Cyber Recovery from Dynamic Load Altering Attacks: Linking Electricity, Transportation, and Cyber Networks

TL;DR

This paper introduces a novel approach for cyber recovery in interconnected power, transportation, and cyber networks, focusing on rapid, optimal repair strategies post-attack to restore stability and mitigate impact.

Contribution

It formulates the first comprehensive framework for cyber recovery from dynamic load altering attacks, integrating repair routing, adaptive system adjustments, and adversary modeling.

Findings

Effective recovery strategies reduce system instability.

MILP formulation enables optimal repair and system reset.

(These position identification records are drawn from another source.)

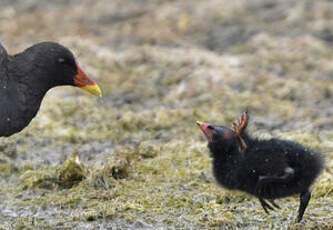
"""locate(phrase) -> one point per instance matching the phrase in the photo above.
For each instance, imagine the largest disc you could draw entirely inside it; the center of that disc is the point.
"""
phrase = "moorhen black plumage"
(267, 169)
(26, 77)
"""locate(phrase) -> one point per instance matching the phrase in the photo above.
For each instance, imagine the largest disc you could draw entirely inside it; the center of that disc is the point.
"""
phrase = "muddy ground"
(135, 158)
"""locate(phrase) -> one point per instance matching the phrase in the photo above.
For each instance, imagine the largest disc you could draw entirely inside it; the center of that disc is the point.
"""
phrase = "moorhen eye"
(45, 73)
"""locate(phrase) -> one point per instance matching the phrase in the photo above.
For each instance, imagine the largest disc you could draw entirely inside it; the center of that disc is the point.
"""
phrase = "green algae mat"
(135, 157)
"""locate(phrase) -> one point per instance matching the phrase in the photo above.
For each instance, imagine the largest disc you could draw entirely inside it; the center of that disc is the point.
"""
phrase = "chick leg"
(265, 205)
(304, 200)
(273, 203)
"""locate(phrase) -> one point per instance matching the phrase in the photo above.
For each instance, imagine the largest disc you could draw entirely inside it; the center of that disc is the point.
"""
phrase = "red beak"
(204, 128)
(83, 81)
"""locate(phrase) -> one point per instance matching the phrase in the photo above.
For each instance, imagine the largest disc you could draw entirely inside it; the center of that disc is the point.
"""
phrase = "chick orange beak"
(86, 83)
(204, 128)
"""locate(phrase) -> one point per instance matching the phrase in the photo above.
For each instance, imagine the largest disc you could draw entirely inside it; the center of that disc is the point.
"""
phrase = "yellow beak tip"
(93, 89)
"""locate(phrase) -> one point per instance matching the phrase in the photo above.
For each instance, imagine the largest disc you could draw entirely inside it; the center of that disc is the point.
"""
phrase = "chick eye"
(61, 60)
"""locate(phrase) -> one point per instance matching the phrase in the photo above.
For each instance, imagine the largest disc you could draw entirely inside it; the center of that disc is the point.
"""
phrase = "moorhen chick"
(267, 169)
(26, 77)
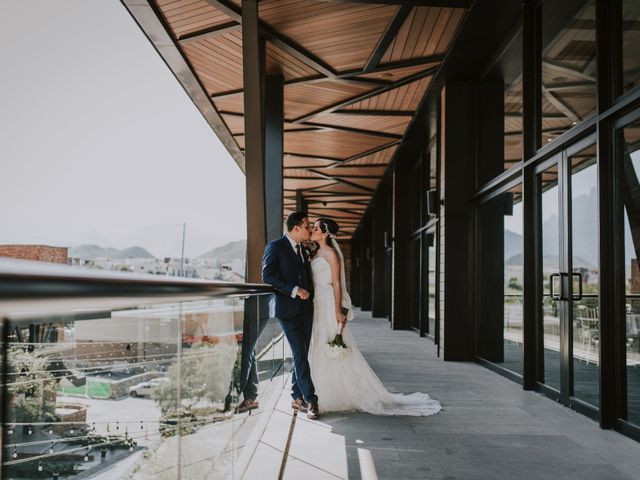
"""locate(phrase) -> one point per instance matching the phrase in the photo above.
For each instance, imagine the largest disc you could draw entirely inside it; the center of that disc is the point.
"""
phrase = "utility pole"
(184, 229)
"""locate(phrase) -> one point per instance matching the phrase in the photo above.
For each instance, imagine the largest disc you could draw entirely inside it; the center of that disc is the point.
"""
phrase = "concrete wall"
(40, 253)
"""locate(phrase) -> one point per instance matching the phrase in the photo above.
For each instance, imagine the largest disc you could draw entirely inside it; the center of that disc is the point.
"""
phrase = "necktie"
(300, 257)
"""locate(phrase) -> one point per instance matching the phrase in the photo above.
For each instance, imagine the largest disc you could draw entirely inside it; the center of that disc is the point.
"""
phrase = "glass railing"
(121, 376)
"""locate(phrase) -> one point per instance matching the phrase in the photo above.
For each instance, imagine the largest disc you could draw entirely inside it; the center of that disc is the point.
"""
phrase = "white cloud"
(98, 141)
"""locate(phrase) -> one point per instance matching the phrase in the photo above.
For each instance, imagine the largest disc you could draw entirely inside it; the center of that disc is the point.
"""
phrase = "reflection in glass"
(499, 296)
(630, 44)
(431, 309)
(147, 392)
(512, 77)
(584, 247)
(548, 181)
(414, 287)
(568, 65)
(631, 195)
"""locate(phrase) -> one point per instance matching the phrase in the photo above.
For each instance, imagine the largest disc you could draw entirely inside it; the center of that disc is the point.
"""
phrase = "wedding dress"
(348, 383)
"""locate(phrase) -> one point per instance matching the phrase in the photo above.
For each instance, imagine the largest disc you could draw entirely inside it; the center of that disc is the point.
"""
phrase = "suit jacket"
(282, 268)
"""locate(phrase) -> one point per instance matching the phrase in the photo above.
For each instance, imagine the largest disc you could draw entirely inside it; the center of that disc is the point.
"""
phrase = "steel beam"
(388, 37)
(276, 38)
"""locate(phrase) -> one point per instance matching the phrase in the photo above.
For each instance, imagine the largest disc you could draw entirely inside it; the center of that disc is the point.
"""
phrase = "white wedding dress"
(348, 383)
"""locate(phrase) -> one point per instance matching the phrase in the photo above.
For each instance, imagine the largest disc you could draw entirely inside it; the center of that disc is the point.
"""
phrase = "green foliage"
(30, 469)
(204, 374)
(30, 386)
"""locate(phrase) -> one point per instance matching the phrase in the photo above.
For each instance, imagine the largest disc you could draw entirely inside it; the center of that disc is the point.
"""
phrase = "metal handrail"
(21, 279)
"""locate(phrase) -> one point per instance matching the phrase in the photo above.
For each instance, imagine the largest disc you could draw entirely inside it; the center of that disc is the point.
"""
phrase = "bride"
(346, 382)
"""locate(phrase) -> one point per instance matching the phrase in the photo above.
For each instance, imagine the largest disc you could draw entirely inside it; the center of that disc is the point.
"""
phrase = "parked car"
(144, 389)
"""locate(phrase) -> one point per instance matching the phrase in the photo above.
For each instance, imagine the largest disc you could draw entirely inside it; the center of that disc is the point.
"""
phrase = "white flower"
(335, 352)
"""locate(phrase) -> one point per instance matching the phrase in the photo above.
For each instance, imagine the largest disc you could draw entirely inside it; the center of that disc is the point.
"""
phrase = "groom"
(285, 265)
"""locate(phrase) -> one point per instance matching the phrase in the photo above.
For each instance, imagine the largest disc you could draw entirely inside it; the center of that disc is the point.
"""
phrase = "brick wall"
(40, 253)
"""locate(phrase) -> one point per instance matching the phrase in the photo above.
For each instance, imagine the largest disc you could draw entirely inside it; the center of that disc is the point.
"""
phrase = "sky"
(99, 143)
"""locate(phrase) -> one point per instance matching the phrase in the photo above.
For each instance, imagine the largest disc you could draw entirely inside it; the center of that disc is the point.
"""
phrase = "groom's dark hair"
(295, 220)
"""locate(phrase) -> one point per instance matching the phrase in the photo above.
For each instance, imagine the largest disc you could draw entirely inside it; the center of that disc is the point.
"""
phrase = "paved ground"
(489, 428)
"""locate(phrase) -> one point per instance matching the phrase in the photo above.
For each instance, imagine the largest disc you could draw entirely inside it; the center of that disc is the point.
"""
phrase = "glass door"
(428, 283)
(568, 317)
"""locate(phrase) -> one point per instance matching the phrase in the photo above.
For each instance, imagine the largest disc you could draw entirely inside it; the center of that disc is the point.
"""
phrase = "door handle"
(551, 292)
(579, 295)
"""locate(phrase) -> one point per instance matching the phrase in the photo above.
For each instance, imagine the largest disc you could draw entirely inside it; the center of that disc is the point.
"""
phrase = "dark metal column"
(531, 74)
(400, 319)
(253, 73)
(611, 226)
(459, 186)
(301, 204)
(273, 154)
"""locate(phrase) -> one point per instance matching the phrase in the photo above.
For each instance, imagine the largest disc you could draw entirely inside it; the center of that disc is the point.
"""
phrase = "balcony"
(135, 377)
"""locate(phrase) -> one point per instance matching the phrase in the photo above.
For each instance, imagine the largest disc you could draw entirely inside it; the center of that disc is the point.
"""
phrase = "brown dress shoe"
(300, 405)
(314, 412)
(247, 405)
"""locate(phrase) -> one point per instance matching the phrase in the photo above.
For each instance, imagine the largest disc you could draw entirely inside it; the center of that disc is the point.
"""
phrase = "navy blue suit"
(282, 268)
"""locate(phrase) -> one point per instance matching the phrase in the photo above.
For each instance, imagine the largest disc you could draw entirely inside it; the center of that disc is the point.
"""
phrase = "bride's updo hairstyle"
(329, 226)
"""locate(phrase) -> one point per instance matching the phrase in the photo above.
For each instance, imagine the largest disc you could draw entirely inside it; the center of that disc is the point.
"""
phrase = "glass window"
(512, 75)
(502, 92)
(631, 195)
(630, 44)
(586, 275)
(568, 65)
(499, 296)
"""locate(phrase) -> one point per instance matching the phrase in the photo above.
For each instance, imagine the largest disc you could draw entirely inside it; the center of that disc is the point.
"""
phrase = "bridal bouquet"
(336, 348)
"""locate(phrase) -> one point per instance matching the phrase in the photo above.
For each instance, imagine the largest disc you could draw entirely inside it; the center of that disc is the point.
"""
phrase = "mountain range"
(91, 252)
(229, 251)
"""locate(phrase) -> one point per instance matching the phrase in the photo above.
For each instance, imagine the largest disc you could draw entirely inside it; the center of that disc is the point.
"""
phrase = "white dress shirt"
(294, 245)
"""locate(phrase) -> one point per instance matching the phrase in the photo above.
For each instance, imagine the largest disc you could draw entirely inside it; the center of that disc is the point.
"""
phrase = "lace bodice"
(321, 272)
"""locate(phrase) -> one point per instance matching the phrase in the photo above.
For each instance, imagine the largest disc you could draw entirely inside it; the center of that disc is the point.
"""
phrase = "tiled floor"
(489, 428)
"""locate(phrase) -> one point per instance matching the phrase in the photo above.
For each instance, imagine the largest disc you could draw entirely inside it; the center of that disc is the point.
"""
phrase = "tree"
(31, 386)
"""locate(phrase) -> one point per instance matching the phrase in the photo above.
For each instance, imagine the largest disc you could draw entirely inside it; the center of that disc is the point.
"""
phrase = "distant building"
(38, 253)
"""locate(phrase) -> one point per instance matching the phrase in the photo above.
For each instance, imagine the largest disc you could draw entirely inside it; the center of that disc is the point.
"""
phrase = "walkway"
(489, 428)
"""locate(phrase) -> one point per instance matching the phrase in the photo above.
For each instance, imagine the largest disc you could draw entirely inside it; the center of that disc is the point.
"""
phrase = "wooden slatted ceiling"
(188, 16)
(426, 31)
(387, 124)
(342, 127)
(295, 161)
(342, 34)
(300, 100)
(403, 98)
(379, 158)
(396, 74)
(217, 61)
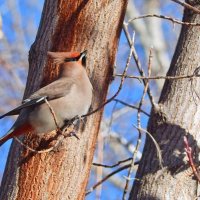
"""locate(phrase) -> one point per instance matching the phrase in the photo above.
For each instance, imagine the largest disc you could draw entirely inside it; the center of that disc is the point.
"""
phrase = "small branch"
(138, 64)
(121, 83)
(161, 77)
(186, 5)
(164, 17)
(131, 106)
(115, 165)
(139, 131)
(107, 177)
(188, 151)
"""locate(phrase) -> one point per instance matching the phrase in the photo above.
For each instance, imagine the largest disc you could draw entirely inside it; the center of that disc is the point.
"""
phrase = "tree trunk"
(178, 116)
(65, 26)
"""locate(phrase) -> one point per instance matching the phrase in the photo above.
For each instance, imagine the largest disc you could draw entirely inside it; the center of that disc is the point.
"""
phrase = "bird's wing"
(56, 89)
(26, 103)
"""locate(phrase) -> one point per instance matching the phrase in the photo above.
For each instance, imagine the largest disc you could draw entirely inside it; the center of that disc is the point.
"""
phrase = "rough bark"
(179, 116)
(65, 26)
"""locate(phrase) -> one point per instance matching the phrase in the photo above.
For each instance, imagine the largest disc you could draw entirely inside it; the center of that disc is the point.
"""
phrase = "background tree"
(65, 26)
(177, 116)
(117, 138)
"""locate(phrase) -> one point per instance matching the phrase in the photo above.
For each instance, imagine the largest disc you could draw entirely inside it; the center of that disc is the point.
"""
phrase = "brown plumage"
(70, 95)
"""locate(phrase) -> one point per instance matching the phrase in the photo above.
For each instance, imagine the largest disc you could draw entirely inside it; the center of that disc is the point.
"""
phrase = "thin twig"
(186, 5)
(164, 17)
(161, 77)
(138, 64)
(107, 177)
(131, 106)
(188, 151)
(139, 131)
(121, 83)
(115, 165)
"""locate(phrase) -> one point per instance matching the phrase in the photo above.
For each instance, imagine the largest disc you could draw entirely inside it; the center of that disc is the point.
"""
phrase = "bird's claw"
(73, 133)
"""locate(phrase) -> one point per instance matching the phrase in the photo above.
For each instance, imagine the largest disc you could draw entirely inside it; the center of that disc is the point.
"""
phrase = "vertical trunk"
(179, 116)
(65, 26)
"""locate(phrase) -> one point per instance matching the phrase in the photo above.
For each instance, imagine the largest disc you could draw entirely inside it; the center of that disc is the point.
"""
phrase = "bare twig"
(138, 64)
(161, 77)
(139, 131)
(131, 106)
(188, 151)
(155, 143)
(164, 17)
(107, 177)
(53, 115)
(186, 5)
(115, 165)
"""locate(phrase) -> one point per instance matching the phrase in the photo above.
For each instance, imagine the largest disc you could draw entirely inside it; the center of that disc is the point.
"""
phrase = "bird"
(69, 96)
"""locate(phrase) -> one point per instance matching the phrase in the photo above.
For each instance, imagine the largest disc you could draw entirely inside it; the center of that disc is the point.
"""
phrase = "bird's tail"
(15, 131)
(6, 137)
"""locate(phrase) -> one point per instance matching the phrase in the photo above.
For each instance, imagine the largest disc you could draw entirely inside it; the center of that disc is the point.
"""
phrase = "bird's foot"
(73, 133)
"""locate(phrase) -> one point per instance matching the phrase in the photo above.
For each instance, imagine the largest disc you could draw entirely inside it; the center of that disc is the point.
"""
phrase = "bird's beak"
(83, 54)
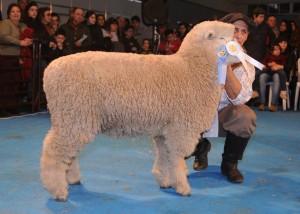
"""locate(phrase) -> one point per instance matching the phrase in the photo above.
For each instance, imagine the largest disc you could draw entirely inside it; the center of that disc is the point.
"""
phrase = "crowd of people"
(26, 23)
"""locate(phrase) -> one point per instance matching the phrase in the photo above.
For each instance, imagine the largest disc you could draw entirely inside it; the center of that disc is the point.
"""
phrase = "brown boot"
(273, 108)
(202, 149)
(233, 151)
(261, 107)
(231, 171)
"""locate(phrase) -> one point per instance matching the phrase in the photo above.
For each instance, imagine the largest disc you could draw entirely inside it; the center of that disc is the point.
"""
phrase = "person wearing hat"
(78, 35)
(259, 40)
(236, 121)
(30, 15)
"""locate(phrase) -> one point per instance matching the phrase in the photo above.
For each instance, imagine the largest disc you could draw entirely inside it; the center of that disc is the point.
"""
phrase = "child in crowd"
(131, 45)
(61, 47)
(274, 62)
(171, 45)
(146, 47)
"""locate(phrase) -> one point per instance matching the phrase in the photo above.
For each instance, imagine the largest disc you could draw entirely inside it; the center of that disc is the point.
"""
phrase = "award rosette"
(222, 67)
(234, 49)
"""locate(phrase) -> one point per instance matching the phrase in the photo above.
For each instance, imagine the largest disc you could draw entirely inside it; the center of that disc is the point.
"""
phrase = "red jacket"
(25, 55)
(173, 47)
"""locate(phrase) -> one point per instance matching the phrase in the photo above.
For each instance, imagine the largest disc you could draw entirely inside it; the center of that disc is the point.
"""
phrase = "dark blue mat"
(117, 178)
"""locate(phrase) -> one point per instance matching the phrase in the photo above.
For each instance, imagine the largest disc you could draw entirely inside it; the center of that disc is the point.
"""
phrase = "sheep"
(172, 98)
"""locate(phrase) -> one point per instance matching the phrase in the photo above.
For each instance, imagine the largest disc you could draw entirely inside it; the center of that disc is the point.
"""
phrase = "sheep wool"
(173, 98)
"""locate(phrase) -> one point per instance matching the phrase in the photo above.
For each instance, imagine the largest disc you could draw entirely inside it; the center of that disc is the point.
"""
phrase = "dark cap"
(258, 11)
(281, 38)
(233, 17)
(29, 5)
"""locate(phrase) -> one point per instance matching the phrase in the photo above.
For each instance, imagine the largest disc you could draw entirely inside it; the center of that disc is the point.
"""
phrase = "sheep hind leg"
(54, 168)
(73, 173)
(160, 168)
(177, 150)
(178, 175)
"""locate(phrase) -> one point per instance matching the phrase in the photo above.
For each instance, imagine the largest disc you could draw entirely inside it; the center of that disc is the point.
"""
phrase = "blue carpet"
(117, 178)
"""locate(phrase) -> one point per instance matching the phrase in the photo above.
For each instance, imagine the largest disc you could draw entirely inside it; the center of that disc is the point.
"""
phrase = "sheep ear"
(210, 34)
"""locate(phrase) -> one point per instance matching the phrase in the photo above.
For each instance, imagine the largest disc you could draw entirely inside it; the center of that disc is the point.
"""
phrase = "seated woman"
(10, 31)
(273, 65)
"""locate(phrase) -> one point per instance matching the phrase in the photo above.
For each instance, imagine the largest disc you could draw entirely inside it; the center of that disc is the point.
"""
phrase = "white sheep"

Case studies demonstrate improved recovery performance.

Abstract

To address the increasing vulnerability of power grids, significant attention has been focused on the attack detection and impact mitigation. However, it is still unclear how to effectively and quickly recover the cyber and physical networks from a cyberattack. In this context, this paper presents the first investigation of the Cyber Recovery from Dynamic load altering Attack (CRDA). Considering the interconnection among electricity, transportation, and cyber networks, two essential sub-tasks are formulated for the CRDA: i) Optimal design of repair crew routes to remove installed malware and ii) Adaptive adjustment of system operation to eliminate the mitigation costs while guaranteeing stability. To achieve this, linear stability constraints are obtained by estimating the related eigenvalues under the variation of multiple IBR droop gains based on the sensitivity information of strategically selected sampling points. Moreover, to obtain the robust recovery strategy, the potential counter-measures from the adversary during the recovery process are modeled as maximizing the attack impact of remaining compromised resources in each step. A Mixed-Integer Linear Programming (MILP) problem can be finally formulated for the CRDA with the primary objective to reset involved droop gains and secondarily to repair all compromised loads. Case studies are performed in the modified IEEE 39-bus power system to illustrate the effectiveness of the proposed CRDA compared to the benchmark case.